Poor earnings from tobacco over the last 30 years have forced millions of Kenyan farmers to abandon the venture for other alternatives.
This is as farmers influenced by incentives from tobacco companies decreased between the two waves – from 50.6 per cent in 2017 to 24.7 per cent in 2018, according to a report by two lobby groups.
“This likely reflects market shifts on the part of the tobacco leaf-buying firms as companies dropped coverage of some geographic areas while focusing on others. The farmers reported considerable uncertainty in which firms were contracting in this period and where,” said the survey by the International Institute for Legislative Affairs (IILA) and The University of Illinois at Chicago “Tobacconomics” (a collaboration of leading researchers who have been studying the economics of tobacco control policy for nearly 30 years).
The consortium conducted two waves of a household survey of nationally-representative samples of small-scale tobacco farmers and former tobacco farmers in Meru, Migori and Bungoma and Busia counties and released the report dubbed The Economics of Tobacco Farming in Kenya: A longitudinal Survey.
Farmers were also asked about the likelihood of growing tobacco in the future considering typically low and inconsistent income from growing tobacco. The report shows that farmers are unlikely to grow tobacco in the future, even in regions such as Migori that have consistently grown tobacco on a large scale.
“An economic prosperity narrative is consistently pushed by the tobacco industry to suggest that farmers who grow tobacco are better off than farmers who do not grow tobacco in the same region. The survey results indicate, however, that there is no statistically significant difference in assets between current tobacco farmers and former tobacco farmers.”
It also emerged that tobacco farmers do not have more food security than their peers who have stopped growing tobacco.
The report says the fact that farmers are considering switching from tobacco was good progress for their households’ livelihoods, especially economically and healthwise.
“One of the most striking findings in this survey is the relationship between median household resources and the decision to continue growing tobacco in both periods.”
With household resources referring to total earnings by households, including subsistence production by families, the survey found that farmers who grew tobacco in both waves reported the lowest earnings of Sh86,850.

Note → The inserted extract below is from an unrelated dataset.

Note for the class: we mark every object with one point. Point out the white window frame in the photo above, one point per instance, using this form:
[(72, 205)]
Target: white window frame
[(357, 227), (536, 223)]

However, households that shifted away from tobacco experienced an increase in household resources to Sh120,965. “This strongly indicates that shifting away from tobacco has a positive impact on household resources. We also observe that households that did not grow tobacco in either period had the most resources among all categories, with a median of Sh196,600.”
Worse off economically
On the contrary, the research notes that households that previously grew tobacco but decided to shift back to growing the crop experienced smaller median resources of Sh133,880 suggesting that returning to tobacco farming makes a household worse off economically.
“Given the dim prospects for tobacco farmers, it is a puzzle why farmers cultivate tobacco at all. The answers to this question that emerge from this research suggest real opportunities for helping farmers shift away from tobacco and towards greater levels of prosperity.” It charges industry and government to redouble efforts in encouraging, facilitating, and supporting initiatives by counties to develop supply and value chains and promote alternatives to tobacco growing.
“For instance, officials in Migori County have worked with development partners to construct a sweet potato processing plant which provides farmers with a ready buyer of this crop and can provide a source of cash that is so attractive about tobacco,” note IILA and Tobaconomics.
“They have also promoted aquaculture operations along the shores of Lake Victoria. They have actively helped farmers improve the productivity of their banana crops. And they have been experimenting with programs that have introduced dairy cows and distributed grafted avocado seedlings that may serve as an eventual export crop to satisfy the high demand in China.”